It was a way to keep fit as well, often walking miles all over London with her 10-year-old daughter to pick up free food – often given away from quality restaurants and shops – as well as useful household items.
But a lot has changed since those early days: Miss Dana is now one of OLIO’s biggest food sharers with a 5-star rating and a rainbow ranked status in part due to a weekly Sunday evening slot that sees her redistribute hundreds of items of unsold Tesco products to her neighbours around Leather Lane near Farringdon.
Explaining why she became an OLIO volunteer, she said: “Well, I feel like it gives me a sense of personal achievement, like doing good for people or the planet. These are the main things that drive me.”
She has lived in in the area for just under 20 years.
The 48-year-old goes to Tesco in Holborn early Sunday evening to collect the cage of food – but sometimes it’s more than that – before laying everything out on a trestle table outside her flat where collectors come and take what they need.
She said a great part of sharing a collection of food is the community it builds up, and now in her building she has lots of friends in the block.
Among the food distributed are salads, vegetables and fruit as well as pre-made meals and sandwiches.

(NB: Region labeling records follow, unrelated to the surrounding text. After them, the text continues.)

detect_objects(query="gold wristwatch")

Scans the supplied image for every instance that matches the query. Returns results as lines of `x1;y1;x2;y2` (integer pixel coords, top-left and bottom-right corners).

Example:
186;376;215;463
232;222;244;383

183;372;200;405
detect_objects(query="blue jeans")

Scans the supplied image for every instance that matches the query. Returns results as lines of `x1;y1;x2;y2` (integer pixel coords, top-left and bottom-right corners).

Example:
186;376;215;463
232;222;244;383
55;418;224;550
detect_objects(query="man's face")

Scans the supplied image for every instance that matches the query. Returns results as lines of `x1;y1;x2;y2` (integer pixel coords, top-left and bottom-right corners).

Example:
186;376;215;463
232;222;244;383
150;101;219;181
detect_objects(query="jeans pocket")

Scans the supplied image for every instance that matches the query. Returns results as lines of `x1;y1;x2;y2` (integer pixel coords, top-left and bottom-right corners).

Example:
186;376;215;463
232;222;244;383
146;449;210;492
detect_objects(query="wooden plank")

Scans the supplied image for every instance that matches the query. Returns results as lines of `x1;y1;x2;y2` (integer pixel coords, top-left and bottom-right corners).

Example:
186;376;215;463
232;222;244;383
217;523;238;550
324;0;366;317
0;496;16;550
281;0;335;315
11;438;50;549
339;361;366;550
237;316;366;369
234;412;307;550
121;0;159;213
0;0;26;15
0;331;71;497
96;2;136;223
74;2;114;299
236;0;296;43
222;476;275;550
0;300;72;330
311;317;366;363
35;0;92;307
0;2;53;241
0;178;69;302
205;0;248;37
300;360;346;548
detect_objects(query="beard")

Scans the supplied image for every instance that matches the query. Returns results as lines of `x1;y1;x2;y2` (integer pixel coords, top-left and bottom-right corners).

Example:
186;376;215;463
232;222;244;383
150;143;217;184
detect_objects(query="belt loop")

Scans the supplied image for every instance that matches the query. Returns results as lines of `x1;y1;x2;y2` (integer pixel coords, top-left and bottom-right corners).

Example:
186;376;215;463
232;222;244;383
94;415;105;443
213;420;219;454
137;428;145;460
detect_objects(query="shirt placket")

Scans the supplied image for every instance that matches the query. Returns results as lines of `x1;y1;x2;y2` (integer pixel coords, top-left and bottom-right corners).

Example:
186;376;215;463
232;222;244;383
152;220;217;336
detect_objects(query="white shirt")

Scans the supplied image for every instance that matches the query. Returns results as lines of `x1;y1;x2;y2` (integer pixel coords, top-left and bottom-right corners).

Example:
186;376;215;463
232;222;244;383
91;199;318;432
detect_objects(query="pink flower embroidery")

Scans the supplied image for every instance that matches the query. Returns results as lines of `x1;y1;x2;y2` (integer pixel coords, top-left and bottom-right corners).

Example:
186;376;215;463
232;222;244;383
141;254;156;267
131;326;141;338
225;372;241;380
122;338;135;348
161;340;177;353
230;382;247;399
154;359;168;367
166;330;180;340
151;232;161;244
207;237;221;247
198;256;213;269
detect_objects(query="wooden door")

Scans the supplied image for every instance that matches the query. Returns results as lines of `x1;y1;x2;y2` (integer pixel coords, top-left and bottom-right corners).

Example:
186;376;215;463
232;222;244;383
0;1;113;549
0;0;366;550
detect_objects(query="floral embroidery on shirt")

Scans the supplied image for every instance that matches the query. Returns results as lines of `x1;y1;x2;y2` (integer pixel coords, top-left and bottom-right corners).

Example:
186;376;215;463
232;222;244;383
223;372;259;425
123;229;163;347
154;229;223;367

She will also deliver to some neighbours who find it difficult to come to collect from her floor and praised the food sharing app – which alerts users where food is being given away at the end of the day – for giving her the opportunity to build a community.
“I think this is a good example about community, about sharing, about caring,” she said.
She also does up to six collections in the week from lawyers and banking firms in the City where croissants and sandwiches are left stacked up uneaten after meetings.